When these results were included in a systematic review and meta-analysis combining 12 trials and 9533 patients, the reduction in clinically important bleeding was confirmed with high certainty in the evidence.

The REVISE trial and the systematic review and meta-analysis have been simultaneously presented and published in NEJM and NEJM Evidence respectively. 

Is tightly managing blood glucose better for patients?

Reduced sensitivity to insulin and stress-related high blood glucose levels are common in acute and critical illness and can lead to worse outcomes.
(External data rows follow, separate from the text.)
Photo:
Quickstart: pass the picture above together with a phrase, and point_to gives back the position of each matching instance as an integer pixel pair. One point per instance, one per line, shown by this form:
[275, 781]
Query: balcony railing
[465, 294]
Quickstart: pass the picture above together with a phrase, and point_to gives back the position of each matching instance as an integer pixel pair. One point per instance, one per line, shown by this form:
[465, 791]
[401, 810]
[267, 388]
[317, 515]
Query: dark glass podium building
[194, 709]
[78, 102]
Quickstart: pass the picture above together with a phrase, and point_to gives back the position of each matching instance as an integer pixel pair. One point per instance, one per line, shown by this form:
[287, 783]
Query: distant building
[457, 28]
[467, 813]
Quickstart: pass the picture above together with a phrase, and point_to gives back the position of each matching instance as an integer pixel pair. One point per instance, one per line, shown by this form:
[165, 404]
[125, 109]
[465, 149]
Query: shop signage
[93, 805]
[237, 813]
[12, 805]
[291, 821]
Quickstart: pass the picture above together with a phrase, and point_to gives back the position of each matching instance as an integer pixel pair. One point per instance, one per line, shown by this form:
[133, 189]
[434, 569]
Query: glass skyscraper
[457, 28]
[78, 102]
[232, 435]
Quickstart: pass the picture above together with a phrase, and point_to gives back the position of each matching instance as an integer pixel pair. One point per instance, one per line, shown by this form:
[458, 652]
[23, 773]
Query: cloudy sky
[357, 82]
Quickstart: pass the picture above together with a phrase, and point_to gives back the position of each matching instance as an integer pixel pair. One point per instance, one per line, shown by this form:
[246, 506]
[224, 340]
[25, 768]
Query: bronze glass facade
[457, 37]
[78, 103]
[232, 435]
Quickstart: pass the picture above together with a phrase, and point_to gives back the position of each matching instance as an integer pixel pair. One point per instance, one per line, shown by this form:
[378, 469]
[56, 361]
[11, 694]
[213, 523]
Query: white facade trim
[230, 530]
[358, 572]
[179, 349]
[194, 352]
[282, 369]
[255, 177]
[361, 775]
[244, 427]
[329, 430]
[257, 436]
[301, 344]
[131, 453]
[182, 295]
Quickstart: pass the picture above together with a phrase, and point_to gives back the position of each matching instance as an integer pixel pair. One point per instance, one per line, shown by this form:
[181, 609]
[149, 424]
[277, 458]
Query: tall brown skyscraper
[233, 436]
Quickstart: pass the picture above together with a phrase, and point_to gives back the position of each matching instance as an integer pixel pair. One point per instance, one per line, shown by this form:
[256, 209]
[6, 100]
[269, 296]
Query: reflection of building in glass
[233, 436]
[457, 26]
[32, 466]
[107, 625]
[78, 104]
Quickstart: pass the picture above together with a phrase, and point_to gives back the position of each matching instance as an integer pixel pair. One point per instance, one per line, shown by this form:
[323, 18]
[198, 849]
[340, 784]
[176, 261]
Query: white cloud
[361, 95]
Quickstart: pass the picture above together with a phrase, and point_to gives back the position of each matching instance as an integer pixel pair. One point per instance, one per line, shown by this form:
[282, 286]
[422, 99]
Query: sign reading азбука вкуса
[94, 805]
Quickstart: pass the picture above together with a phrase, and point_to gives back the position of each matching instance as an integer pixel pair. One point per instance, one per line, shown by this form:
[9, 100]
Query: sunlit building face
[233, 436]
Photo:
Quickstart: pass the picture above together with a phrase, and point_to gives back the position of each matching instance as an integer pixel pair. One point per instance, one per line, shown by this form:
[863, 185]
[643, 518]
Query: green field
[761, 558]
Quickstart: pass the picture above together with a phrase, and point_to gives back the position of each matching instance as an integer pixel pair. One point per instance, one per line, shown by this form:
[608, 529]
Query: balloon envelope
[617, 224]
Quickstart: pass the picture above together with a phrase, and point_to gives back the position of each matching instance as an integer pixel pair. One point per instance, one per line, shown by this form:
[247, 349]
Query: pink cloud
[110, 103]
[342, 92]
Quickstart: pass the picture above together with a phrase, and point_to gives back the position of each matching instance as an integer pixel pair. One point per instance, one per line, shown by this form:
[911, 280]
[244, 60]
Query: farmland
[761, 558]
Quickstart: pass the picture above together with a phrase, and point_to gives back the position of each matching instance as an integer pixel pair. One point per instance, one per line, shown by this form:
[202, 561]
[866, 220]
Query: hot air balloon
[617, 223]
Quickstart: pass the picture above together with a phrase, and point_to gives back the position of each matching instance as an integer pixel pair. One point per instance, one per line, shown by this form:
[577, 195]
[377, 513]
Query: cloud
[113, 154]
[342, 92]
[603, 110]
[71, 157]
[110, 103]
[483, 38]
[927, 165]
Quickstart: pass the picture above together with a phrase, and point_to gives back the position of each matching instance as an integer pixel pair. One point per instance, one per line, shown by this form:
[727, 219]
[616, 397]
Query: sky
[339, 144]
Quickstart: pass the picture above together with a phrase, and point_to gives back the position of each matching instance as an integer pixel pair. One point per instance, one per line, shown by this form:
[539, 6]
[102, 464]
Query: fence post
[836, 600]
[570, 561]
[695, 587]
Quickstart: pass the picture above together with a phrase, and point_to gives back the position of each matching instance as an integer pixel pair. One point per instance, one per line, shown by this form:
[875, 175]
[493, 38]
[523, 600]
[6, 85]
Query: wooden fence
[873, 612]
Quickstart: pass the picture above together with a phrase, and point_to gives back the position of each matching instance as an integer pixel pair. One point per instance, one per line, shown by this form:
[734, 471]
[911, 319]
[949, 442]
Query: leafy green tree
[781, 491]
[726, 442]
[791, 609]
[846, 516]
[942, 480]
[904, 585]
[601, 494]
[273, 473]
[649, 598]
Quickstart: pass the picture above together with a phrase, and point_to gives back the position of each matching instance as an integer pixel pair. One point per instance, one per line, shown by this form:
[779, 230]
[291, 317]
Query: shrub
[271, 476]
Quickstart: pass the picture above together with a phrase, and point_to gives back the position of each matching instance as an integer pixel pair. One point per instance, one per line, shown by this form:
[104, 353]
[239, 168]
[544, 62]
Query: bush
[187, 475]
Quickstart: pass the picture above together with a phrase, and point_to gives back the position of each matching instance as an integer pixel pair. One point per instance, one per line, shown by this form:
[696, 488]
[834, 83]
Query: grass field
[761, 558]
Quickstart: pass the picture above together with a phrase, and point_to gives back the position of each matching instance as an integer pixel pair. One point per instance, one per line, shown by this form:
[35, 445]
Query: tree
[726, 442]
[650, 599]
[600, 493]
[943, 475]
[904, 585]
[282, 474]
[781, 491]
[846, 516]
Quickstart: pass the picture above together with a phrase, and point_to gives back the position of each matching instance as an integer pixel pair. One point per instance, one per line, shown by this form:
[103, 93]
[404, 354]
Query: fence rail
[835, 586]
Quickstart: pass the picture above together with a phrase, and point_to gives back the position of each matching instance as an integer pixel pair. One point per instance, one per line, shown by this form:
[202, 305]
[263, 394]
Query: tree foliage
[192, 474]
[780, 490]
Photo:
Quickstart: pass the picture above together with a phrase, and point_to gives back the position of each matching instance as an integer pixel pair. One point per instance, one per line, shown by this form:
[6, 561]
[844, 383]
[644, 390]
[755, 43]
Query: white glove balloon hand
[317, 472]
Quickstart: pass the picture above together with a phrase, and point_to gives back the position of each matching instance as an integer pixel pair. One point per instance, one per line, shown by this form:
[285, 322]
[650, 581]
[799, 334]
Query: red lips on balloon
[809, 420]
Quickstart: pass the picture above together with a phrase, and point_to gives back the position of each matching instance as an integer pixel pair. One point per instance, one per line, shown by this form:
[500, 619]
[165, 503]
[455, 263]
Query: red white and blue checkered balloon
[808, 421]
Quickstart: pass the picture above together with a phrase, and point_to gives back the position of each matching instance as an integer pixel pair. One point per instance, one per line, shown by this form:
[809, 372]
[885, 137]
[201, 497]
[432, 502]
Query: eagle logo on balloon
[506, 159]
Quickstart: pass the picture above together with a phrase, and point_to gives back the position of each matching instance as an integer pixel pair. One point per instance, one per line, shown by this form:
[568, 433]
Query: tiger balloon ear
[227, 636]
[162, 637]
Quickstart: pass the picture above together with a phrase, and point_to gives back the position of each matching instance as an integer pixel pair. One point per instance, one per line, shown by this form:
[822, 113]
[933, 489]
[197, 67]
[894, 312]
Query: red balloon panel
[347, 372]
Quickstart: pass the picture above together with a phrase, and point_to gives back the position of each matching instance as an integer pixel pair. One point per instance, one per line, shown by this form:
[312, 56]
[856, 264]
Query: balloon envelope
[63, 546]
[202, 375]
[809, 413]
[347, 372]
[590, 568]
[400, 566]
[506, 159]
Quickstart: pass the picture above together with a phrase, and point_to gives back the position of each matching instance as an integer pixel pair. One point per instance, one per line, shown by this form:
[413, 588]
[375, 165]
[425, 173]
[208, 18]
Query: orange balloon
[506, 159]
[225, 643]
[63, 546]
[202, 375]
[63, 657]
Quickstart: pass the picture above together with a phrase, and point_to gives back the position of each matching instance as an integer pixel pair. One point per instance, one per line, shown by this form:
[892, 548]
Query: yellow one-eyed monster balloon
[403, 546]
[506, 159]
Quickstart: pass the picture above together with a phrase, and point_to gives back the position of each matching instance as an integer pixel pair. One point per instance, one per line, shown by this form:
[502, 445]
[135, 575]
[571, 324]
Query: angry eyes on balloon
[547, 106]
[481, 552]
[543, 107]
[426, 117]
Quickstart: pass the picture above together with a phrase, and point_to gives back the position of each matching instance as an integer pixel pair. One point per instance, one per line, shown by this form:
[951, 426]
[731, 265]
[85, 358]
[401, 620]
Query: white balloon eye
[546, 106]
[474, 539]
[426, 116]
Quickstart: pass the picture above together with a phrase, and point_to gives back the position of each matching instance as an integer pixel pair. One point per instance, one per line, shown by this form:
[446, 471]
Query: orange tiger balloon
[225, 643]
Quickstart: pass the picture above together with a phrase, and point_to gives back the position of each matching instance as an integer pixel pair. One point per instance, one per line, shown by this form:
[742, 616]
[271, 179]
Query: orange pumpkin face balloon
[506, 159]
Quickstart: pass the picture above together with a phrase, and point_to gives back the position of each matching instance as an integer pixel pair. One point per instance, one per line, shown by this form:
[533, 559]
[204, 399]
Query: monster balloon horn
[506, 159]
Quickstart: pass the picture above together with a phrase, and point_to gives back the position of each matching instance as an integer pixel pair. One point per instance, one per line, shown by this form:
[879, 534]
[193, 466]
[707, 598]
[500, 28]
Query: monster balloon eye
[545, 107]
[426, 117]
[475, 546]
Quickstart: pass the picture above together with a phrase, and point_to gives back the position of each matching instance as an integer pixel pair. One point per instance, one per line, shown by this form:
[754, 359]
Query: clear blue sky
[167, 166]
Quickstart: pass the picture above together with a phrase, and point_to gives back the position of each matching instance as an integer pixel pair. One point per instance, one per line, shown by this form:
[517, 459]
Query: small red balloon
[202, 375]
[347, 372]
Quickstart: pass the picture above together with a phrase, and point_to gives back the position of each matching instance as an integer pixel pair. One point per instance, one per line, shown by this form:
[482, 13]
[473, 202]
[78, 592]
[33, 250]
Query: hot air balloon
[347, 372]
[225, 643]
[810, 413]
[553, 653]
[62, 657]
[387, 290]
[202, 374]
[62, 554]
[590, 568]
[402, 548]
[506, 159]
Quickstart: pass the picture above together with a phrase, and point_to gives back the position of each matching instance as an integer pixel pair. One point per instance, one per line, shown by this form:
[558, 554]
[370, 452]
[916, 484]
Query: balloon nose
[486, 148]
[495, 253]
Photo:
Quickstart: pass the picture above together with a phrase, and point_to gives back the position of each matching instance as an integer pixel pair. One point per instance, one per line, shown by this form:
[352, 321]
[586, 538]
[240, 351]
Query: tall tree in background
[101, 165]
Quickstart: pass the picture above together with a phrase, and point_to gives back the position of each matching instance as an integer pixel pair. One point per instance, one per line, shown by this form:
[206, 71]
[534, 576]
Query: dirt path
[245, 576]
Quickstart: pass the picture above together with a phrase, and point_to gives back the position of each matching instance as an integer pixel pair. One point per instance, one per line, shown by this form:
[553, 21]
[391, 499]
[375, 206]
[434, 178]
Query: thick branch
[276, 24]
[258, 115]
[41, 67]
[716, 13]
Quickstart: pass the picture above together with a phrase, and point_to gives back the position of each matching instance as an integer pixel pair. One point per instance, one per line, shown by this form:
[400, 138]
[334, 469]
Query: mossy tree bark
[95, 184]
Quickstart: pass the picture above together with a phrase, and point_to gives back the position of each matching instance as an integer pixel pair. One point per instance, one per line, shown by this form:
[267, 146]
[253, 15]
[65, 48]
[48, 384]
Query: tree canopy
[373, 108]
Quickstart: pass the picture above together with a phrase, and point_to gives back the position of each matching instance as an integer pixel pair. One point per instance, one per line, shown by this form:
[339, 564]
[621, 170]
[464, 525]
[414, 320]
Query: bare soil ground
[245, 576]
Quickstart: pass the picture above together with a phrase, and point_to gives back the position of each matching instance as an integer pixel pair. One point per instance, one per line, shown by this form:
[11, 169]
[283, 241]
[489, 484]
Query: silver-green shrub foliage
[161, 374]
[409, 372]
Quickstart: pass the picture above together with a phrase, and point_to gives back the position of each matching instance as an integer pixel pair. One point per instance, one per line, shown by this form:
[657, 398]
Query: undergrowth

But previous research into whether tighter control of blood glucose is better for critically ill patients has shown mixed results. 

One possible explanation is that particular subgroups of patients may respond differently, but this hasn’t been studied in a randomised controlled trial.

The George Institute’s Critical Care team combined 20 trials and analysed individual patient data from over 14,000 critically ill adults that were randomly treated to achieve a lower or higher blood glucose target.

The research, simultaneously published in NEJM Evidence, showed that intensive glucose control was not associated with a lower risk of death, and in fact it increased the risk of dangerously low blood glucose levels. 

Professor Simon Finfer, who led the study said, “We didn’t find any subgroup of patients that benefitted from intensive glucose control.”

“These results support current guideline recommendations to accept a certain level of elevated blood glucose in critically ill patients,” he added.